Victor Davis Hanson outlines the Iranian threat:
With nukes and an earned reputation for madness, [Iran] can dictate to the surrounding Arab world the proper policy of petroleum exportation; it can shakedown Europeans whose capitals are in easy missile range; it can take out Israel with a nuke or two; or it can bully the nascent democracies of the Middle East while targeting tens of thousands of US soldiers based from Afghanistan to the Persian Gulf.
And Iran can threaten to do all this under the aegis of a crazed Islamist regime more eager for the paradise of the next world than for the material present so dear to the affluent and decadent West. If Iran can play brinkmanship now on just the promise of nuclear weapons, imagine its roguery to come when it is replete with them.

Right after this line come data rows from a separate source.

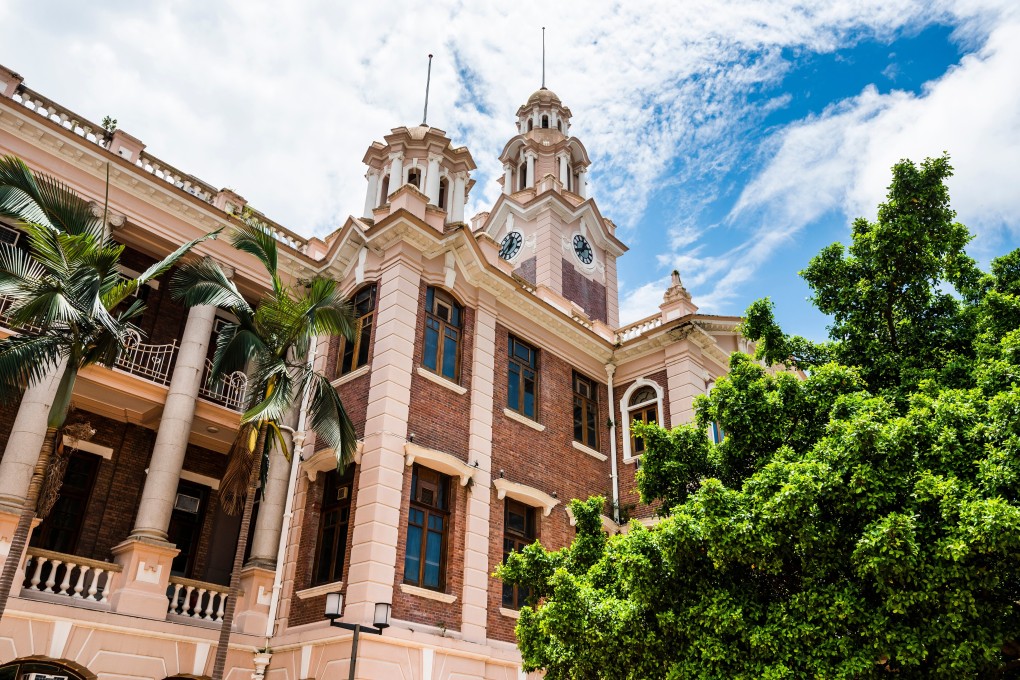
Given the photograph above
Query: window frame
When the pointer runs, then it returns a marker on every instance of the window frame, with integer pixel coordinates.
(361, 344)
(626, 409)
(517, 541)
(534, 367)
(590, 407)
(444, 489)
(434, 298)
(338, 560)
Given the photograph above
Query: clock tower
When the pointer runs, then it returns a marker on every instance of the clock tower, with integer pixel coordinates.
(548, 226)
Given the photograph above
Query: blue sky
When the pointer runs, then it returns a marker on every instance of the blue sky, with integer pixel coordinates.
(729, 140)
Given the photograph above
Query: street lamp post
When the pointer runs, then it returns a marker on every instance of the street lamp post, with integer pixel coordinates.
(335, 610)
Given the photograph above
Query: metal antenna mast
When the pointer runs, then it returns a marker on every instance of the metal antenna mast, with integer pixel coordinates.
(428, 80)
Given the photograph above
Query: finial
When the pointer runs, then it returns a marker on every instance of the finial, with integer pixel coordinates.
(428, 80)
(543, 57)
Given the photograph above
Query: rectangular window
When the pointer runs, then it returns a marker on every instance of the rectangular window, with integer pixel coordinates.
(334, 521)
(427, 526)
(522, 378)
(518, 530)
(444, 318)
(585, 411)
(354, 354)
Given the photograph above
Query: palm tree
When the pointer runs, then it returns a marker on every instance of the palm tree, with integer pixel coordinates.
(64, 289)
(270, 343)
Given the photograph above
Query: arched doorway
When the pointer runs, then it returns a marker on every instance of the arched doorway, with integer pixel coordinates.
(40, 667)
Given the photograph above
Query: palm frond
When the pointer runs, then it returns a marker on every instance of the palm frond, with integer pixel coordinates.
(255, 238)
(129, 285)
(329, 419)
(203, 282)
(24, 360)
(56, 205)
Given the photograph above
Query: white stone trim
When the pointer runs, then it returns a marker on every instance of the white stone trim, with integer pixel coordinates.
(426, 593)
(317, 590)
(324, 460)
(513, 415)
(526, 494)
(89, 448)
(588, 450)
(439, 461)
(356, 373)
(608, 524)
(625, 413)
(212, 483)
(440, 380)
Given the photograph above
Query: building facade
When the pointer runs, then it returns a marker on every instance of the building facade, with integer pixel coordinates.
(490, 383)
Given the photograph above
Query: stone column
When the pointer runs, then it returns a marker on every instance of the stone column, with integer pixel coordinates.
(432, 179)
(457, 204)
(371, 193)
(396, 171)
(26, 439)
(476, 567)
(265, 542)
(376, 516)
(174, 427)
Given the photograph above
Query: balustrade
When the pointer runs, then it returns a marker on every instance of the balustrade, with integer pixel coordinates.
(228, 390)
(66, 575)
(196, 599)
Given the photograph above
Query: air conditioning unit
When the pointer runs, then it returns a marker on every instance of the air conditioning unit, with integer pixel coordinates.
(187, 504)
(8, 234)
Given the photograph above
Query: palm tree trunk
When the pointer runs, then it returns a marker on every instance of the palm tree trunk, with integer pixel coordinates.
(20, 536)
(239, 557)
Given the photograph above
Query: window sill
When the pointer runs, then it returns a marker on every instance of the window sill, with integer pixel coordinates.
(588, 450)
(426, 593)
(442, 381)
(318, 590)
(524, 420)
(347, 377)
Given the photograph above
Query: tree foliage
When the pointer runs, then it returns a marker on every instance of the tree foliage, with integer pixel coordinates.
(860, 522)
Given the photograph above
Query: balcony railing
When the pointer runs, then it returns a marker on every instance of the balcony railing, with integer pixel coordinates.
(48, 573)
(152, 362)
(228, 390)
(196, 600)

The Iranian threat should be treated very seriously within the halls of the State Department–but diplomacy is not going to stop Iran’s mad mullahs or Ahmadinejad. In this age of Islamic terrorism, diplomacy merely works as a means of international bureacratic pacification. For example, the United States went to the U.N. Security Council and obtained Resolution 1441 in which the Bush Adminstration used as part of their war calculus in justifying the decision to go to war with Iraq. However, it was not the main reason for going to war nor was it constitutionally necessary. Rather, the move was made to create a buffer between the European and other world elites who opposed U.S. intervention. Iran should be no different. Try diplomacy, and if it works, yell “Hurrah!” However, pressure by the EU-3 (Great Britain, France, and Germany) and the United States is not going to stultify the Iranian nuclear physicists, chemists, and engineers from building their developing nuclear material for their dream nuke.
As such, we must prepare our Nation for another engagement of military force. This is not desirable, but, the reality is Iran is either going to be stopped by Israel bombing Iranian reactors (which could be a bit complicated) or us. There isn’t an international organization–including one headed by a certain nobel-prize winning Egyptian–that possesses the moral will to stop them. President Bush must begin to make the case to the American people why we cannot afford to have a nuclear Iran. The terrorism that Iran sponsors (including Hezbollah and Hamas) needs to be repeated ad nauseam when talking about Iran.
This is a critical time in the War on Terror, not only in Iran but in Iraq. A nuclear Iran has the potential of destabilizing the Iraqi coalition and the newly elected government. As VDH laments:
[T]he public must be warned that dealing with a nuclear Iran is not a matter of a good versus a bad choice, but between a very bad one now and something far, far worse to come.
Either we act now, or we roll the dice on Iranian mullahs with mushroom clouds dancing in their heads. Mr. President, it’s time to act.